Their joint communication, sent to us by the IICA Delegation in Belize (located at number 24 Orchid Garden Street in Belmopan City) to celebrate World Day of Agriculture on Wednesday is shown as follows:
In many countries, it has been the only sector that has continued to operate without interruption during the pandemic. Despite the decline in global trade and the difficulties imposed by the virus, it has been able to increase its exports and to reaffirm its strategic role.
We are celebrating World Agriculture Day during one of the worst crises in memory. The pandemic has created and will continue to create more poverty, inequality and social despair, and yet it has not halted production or the supply of food.
During these past months, many Latin American nations have produced entire harvests that will feed the world and will keep the wheels churning in an activity that is vital for life.
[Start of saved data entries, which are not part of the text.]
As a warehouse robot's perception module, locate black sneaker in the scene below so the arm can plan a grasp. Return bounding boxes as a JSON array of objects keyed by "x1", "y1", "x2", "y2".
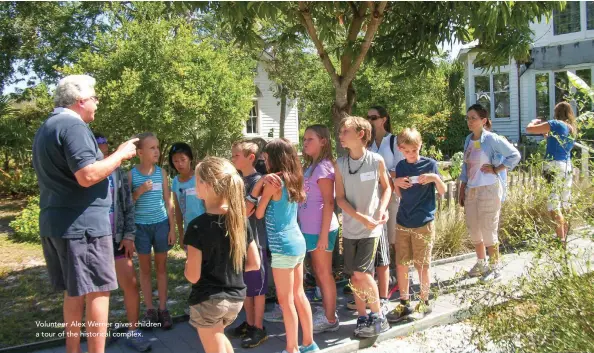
[
  {"x1": 159, "y1": 309, "x2": 173, "y2": 330},
  {"x1": 138, "y1": 309, "x2": 159, "y2": 330},
  {"x1": 386, "y1": 303, "x2": 413, "y2": 323},
  {"x1": 357, "y1": 314, "x2": 390, "y2": 338},
  {"x1": 355, "y1": 316, "x2": 368, "y2": 337},
  {"x1": 241, "y1": 327, "x2": 268, "y2": 348},
  {"x1": 227, "y1": 321, "x2": 252, "y2": 338}
]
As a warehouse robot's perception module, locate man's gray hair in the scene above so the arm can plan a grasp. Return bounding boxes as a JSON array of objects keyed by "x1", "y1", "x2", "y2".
[{"x1": 54, "y1": 75, "x2": 95, "y2": 108}]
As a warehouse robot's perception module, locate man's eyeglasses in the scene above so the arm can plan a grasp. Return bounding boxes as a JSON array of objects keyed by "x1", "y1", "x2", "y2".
[{"x1": 83, "y1": 96, "x2": 99, "y2": 103}]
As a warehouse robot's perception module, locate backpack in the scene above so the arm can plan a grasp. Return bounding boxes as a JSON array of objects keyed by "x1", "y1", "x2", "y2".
[{"x1": 390, "y1": 135, "x2": 396, "y2": 155}]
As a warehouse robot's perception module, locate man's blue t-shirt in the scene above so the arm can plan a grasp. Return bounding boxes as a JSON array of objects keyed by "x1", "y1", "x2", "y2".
[
  {"x1": 396, "y1": 157, "x2": 439, "y2": 228},
  {"x1": 545, "y1": 120, "x2": 575, "y2": 161},
  {"x1": 33, "y1": 108, "x2": 112, "y2": 238}
]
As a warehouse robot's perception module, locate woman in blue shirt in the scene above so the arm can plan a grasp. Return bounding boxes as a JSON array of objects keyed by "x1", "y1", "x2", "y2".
[
  {"x1": 526, "y1": 102, "x2": 577, "y2": 241},
  {"x1": 459, "y1": 104, "x2": 521, "y2": 279}
]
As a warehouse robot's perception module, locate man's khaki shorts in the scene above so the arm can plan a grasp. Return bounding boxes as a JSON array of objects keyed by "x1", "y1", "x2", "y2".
[
  {"x1": 396, "y1": 221, "x2": 435, "y2": 266},
  {"x1": 190, "y1": 299, "x2": 243, "y2": 328}
]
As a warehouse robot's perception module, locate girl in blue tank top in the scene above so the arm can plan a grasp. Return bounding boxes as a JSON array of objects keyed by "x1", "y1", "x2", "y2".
[
  {"x1": 128, "y1": 132, "x2": 175, "y2": 329},
  {"x1": 251, "y1": 139, "x2": 318, "y2": 352}
]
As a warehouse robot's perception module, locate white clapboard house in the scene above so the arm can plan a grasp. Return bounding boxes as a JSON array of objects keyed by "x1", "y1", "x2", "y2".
[
  {"x1": 458, "y1": 1, "x2": 594, "y2": 142},
  {"x1": 243, "y1": 53, "x2": 299, "y2": 145}
]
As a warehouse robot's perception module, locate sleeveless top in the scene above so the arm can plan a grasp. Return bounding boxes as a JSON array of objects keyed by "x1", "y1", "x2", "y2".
[
  {"x1": 336, "y1": 151, "x2": 384, "y2": 239},
  {"x1": 171, "y1": 175, "x2": 206, "y2": 232},
  {"x1": 266, "y1": 184, "x2": 305, "y2": 256},
  {"x1": 131, "y1": 166, "x2": 167, "y2": 224}
]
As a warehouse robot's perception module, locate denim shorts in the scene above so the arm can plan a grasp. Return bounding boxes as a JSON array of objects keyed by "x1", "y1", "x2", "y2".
[
  {"x1": 303, "y1": 229, "x2": 338, "y2": 252},
  {"x1": 271, "y1": 254, "x2": 305, "y2": 268},
  {"x1": 134, "y1": 219, "x2": 171, "y2": 255},
  {"x1": 41, "y1": 235, "x2": 118, "y2": 297}
]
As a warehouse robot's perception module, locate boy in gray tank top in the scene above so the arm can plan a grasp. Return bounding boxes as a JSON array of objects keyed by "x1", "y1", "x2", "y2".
[{"x1": 335, "y1": 117, "x2": 392, "y2": 338}]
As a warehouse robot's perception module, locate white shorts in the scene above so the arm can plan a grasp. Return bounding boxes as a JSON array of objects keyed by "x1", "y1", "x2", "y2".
[{"x1": 544, "y1": 160, "x2": 573, "y2": 211}]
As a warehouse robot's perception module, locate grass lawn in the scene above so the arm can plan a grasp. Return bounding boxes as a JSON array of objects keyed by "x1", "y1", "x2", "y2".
[{"x1": 0, "y1": 199, "x2": 190, "y2": 348}]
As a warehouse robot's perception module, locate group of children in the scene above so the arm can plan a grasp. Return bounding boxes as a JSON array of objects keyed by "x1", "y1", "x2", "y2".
[{"x1": 97, "y1": 102, "x2": 516, "y2": 353}]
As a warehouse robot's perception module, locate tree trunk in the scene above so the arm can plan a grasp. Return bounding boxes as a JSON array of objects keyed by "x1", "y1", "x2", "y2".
[
  {"x1": 4, "y1": 151, "x2": 10, "y2": 173},
  {"x1": 332, "y1": 83, "x2": 356, "y2": 271},
  {"x1": 332, "y1": 84, "x2": 355, "y2": 156},
  {"x1": 278, "y1": 85, "x2": 287, "y2": 138}
]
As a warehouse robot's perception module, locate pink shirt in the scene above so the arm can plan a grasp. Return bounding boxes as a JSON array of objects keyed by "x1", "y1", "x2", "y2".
[
  {"x1": 298, "y1": 159, "x2": 338, "y2": 234},
  {"x1": 464, "y1": 140, "x2": 497, "y2": 188}
]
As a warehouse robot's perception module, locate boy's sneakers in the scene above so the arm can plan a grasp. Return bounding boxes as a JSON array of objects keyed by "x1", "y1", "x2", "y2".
[
  {"x1": 227, "y1": 321, "x2": 251, "y2": 338},
  {"x1": 241, "y1": 323, "x2": 268, "y2": 348},
  {"x1": 305, "y1": 287, "x2": 322, "y2": 305},
  {"x1": 299, "y1": 342, "x2": 320, "y2": 353},
  {"x1": 468, "y1": 260, "x2": 489, "y2": 277},
  {"x1": 481, "y1": 263, "x2": 501, "y2": 282},
  {"x1": 386, "y1": 303, "x2": 413, "y2": 323},
  {"x1": 355, "y1": 316, "x2": 367, "y2": 337},
  {"x1": 313, "y1": 313, "x2": 340, "y2": 334},
  {"x1": 357, "y1": 313, "x2": 390, "y2": 338},
  {"x1": 380, "y1": 299, "x2": 390, "y2": 316},
  {"x1": 409, "y1": 302, "x2": 433, "y2": 320},
  {"x1": 159, "y1": 309, "x2": 173, "y2": 330},
  {"x1": 138, "y1": 309, "x2": 159, "y2": 330},
  {"x1": 126, "y1": 330, "x2": 151, "y2": 352},
  {"x1": 264, "y1": 304, "x2": 283, "y2": 322}
]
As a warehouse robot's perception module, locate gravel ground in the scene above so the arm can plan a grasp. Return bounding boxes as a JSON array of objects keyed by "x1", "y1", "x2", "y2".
[{"x1": 360, "y1": 323, "x2": 504, "y2": 353}]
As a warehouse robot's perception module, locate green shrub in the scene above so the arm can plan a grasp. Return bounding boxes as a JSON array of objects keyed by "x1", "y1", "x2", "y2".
[
  {"x1": 0, "y1": 168, "x2": 39, "y2": 196},
  {"x1": 450, "y1": 151, "x2": 464, "y2": 180},
  {"x1": 10, "y1": 196, "x2": 39, "y2": 243},
  {"x1": 467, "y1": 242, "x2": 594, "y2": 353}
]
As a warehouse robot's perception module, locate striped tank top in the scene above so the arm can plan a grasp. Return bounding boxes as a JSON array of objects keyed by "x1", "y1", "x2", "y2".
[
  {"x1": 266, "y1": 185, "x2": 305, "y2": 256},
  {"x1": 131, "y1": 166, "x2": 167, "y2": 224}
]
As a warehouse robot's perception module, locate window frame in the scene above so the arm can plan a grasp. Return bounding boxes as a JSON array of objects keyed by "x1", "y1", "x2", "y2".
[
  {"x1": 245, "y1": 98, "x2": 260, "y2": 136},
  {"x1": 472, "y1": 70, "x2": 512, "y2": 121}
]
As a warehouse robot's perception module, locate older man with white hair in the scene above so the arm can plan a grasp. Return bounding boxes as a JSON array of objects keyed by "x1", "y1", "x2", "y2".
[{"x1": 33, "y1": 75, "x2": 138, "y2": 353}]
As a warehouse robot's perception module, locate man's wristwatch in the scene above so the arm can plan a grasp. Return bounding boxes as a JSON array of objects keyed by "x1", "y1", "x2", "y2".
[{"x1": 245, "y1": 194, "x2": 258, "y2": 206}]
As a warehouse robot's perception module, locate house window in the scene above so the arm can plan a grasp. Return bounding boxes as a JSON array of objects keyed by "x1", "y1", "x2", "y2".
[
  {"x1": 554, "y1": 71, "x2": 569, "y2": 104},
  {"x1": 474, "y1": 73, "x2": 510, "y2": 118},
  {"x1": 493, "y1": 74, "x2": 510, "y2": 118},
  {"x1": 575, "y1": 68, "x2": 592, "y2": 115},
  {"x1": 245, "y1": 100, "x2": 258, "y2": 134},
  {"x1": 553, "y1": 1, "x2": 581, "y2": 36},
  {"x1": 474, "y1": 76, "x2": 491, "y2": 116},
  {"x1": 535, "y1": 72, "x2": 551, "y2": 120},
  {"x1": 586, "y1": 1, "x2": 594, "y2": 29}
]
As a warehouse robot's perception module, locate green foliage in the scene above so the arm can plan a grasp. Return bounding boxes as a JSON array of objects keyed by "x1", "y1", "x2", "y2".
[
  {"x1": 10, "y1": 196, "x2": 39, "y2": 243},
  {"x1": 0, "y1": 167, "x2": 39, "y2": 196},
  {"x1": 62, "y1": 11, "x2": 255, "y2": 158},
  {"x1": 0, "y1": 84, "x2": 53, "y2": 172}
]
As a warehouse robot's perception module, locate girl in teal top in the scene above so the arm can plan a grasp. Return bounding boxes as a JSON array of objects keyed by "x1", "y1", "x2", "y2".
[
  {"x1": 128, "y1": 132, "x2": 175, "y2": 329},
  {"x1": 169, "y1": 142, "x2": 205, "y2": 245},
  {"x1": 251, "y1": 139, "x2": 319, "y2": 353}
]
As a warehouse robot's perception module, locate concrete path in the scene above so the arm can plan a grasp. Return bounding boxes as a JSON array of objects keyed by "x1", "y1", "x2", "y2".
[{"x1": 35, "y1": 229, "x2": 594, "y2": 353}]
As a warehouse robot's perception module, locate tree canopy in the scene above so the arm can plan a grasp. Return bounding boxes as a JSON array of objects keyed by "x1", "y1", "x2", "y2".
[{"x1": 61, "y1": 3, "x2": 255, "y2": 155}]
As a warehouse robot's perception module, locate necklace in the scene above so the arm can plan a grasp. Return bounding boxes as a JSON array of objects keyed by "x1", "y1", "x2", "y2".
[{"x1": 347, "y1": 150, "x2": 367, "y2": 175}]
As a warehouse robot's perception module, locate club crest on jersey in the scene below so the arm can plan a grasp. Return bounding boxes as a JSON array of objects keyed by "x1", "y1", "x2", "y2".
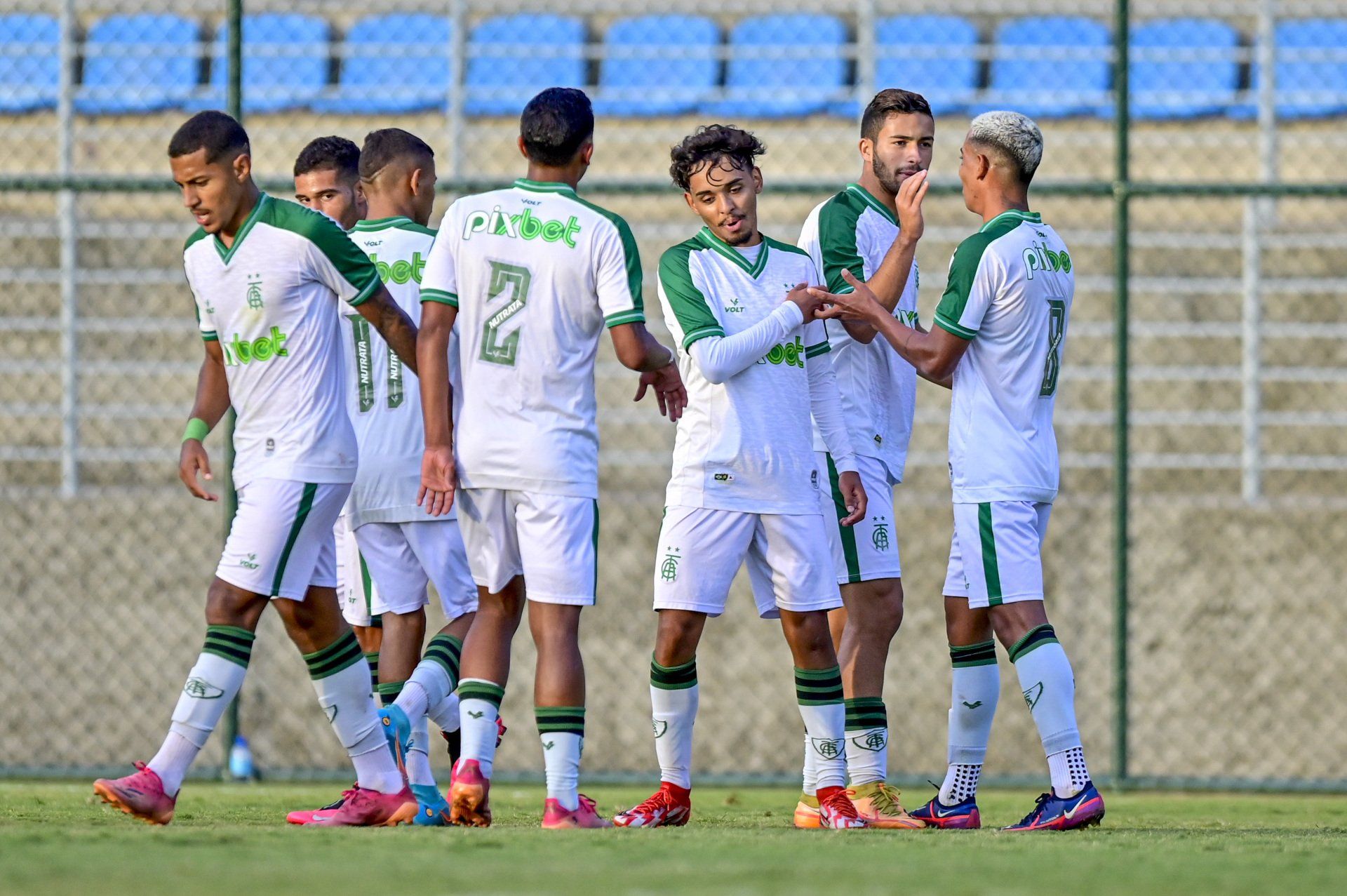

It is clear that this is not the time for complacency, but a time when we must insist that this sector that offers structural solutions for the most serious problems of human civilization should be accorded the greatest priority in public agendas.
Poverty, inequality, unemployment, food and nutritional insecurity, family disintegration, mass migration and environmental challenges: the resolution or mitigation of all these issues may have a common denominator. This common denominator is agriculture, which is an intrinsic aspect of solutions to a disturbing reality.
By its very nature, agriculture is transformational and, along with education, is the most efficient option to tackle structural poverty in rural areas. Moreover, coupled with production processes or territorial development plans, reflected in modern technical cooperation, it may also be seen as an effective social policy.
It is also an essential engine for development, due to its significant interaction with science and its intensive use of technology. Furthermore, it enhances the position of Latin American nations in the global market, based on the region’s unparalleled wealth of natural resources, enriched by production and entrepreneurial capacities that we must perfect, by incorporating social, environmental and technological dimensions.
This dramatic period is also a fitting moment to once again look to rural territories as areas of opportunity and social progress, which will call for appropriate institutional structures, a new generation of public policies for family farming and the facilitation of access to digital technologies, to allow all our farmers to increase their output and boost their income.
With its production linkages, agriculture is the activity that can most rapidly guarantee improved living conditions and fuel the expansion of services related to education, justice, telecommunications and infrastructure for rural inhabitants, in order to resolve the problems that lead to rural flight and migration to urban centers.
These objectives are key aspects of the new technical cooperation agenda, which will also include the facilitation of producers’ access to commercial chains; the promotion of the bioeconomy; and the smart industrialization of our societies, based on the use of biological resources, which together have the potential to convert rural territories into a vast green factory, producing food, bioenergy, biomaterial and probiotics.
Let us celebrate and recognize the value of agriculture. The modern concept of agriculture recognizes it as an activity that can create opportunities more than any other. It is, therefore, as it was thousands of years ago, our surest passport to a better future.